There are 162 days between now and Penn State’s Week 1 meeting against Wisconsin in Madison.
That seems like a lot, because it is, but it’s also not nearly as much football time as you might think.
Because there are only 15 spring practices, then there’s a lot of offseason work but it’s cardio, it’s weights and it’s player led workouts on the field that can’t be regulated. So sure there’s film and meetings and the occasional conversation, but the value of the summer has a lot more to do with the intangibles than hands-on instructions with helmets and pads. That won’t come until a month before the season starts.
So time is everything.
For a Penn State program that didn’t even get a spring practice in 2020, getting back those 15 practices may not seem like much to some, but it’s everything to a coaching staff looking to rebound from – or perhaps simply avoid – last year’s 0-5 start while installing Mike Yurcich’s new offensive system along the way.

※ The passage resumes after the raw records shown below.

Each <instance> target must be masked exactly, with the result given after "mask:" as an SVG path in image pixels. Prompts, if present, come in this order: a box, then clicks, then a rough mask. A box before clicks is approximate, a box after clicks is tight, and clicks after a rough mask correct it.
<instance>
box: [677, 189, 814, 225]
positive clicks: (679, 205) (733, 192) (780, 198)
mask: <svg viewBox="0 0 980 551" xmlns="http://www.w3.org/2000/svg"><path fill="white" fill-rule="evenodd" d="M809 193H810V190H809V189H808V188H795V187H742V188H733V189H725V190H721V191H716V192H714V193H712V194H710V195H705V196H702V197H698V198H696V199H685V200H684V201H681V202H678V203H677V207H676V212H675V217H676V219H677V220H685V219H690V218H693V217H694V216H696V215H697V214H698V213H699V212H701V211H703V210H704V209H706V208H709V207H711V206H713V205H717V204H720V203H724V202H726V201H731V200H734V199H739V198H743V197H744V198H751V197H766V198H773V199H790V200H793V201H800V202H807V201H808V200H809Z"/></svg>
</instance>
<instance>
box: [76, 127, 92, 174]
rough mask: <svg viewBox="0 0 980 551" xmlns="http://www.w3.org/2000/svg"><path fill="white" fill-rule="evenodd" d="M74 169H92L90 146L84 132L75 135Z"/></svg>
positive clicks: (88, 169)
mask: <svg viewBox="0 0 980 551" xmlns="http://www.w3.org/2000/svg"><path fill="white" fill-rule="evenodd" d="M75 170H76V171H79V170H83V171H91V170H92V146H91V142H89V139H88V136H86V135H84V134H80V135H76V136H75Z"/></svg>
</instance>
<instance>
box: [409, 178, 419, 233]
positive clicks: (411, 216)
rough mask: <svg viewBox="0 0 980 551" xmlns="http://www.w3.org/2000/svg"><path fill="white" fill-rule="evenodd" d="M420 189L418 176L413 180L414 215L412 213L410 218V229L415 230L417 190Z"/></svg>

“Obviously the practices are extremely valuable in the spring […]” Penn State coach James Franklin said after Wednesday’s practice. “Just being really strategic about our practices this spring and using all 15 to get better and really challenge our guys also be smart in how we do it in terms of trying to keep everybody out there as much as we possibly can.”
The bad news for Penn State is that much like 2020, the 2021 slate features a trip to Wisconsin and hosting SEC based Auburn in Week 3, so there isn’t much room to ease into things.
It stands to reason that Penn State’s opening three weeks in 2021 will be slightly less dramatic with a far more normal offseason in the works. All the same, there won’t be much room for mistakes or miscues, one of the great advantages of a normal out of conference slate is the ability to work out the kinds without much cost.
Of course when you start on the road with a Big Ten game for the second-straight year, life is never going to be as easy as facing Kent State on a sunny afternoon at Beaver Stadium.
The difficult opening few weeks is going to be the new norm for Penn State in the foreseeable future though. In 2022 the Nittany Lion face Auburn on the road in Week 2, and then in 2023 and 2024 Penn State will open against West Virginia at home and then on the road. No matter where those respective programs might find themselves in the future aside, one imagines the quality and competition will be far more than the cupcakes of years gone by.
“We’ve got a pretty challenging early part of our schedule, not only from a Big Ten perspective but also from an out of conference perspective as well,” Franklin said. “I think it’s a motivator for our guys. We’re gonna find out – have a pretty good idea of who we are very early and be tested. Probably in some ways you could make some, some comparisons to maybe the 2016 season. We faced a pretty tough schedule very early on, and we’re able to grow from that as the year went on.”
Franklin isn’t wrong, Penn State faced Pitt on the road and Michigan on the road in Week 2 and Week 4 with a 34-27 win over Temple sandwiched in between in 2016, all while getting a grasp on then new offensive coordinator Joe Moorhead’s system. In the end the Nittany Lions went 2-2 to open up an eventual Big Ten winning season. Franklin and his staff will be hopeful to repeat how the season ended in 2021, but not how it started.
“Hopefully [the start of the season doesn’t have] the same results,” Franklin said with a laugh. “Just to be clear.”
And he’ll do his best to make the most of the next 162 days, even if there really are far fewer of them to work with.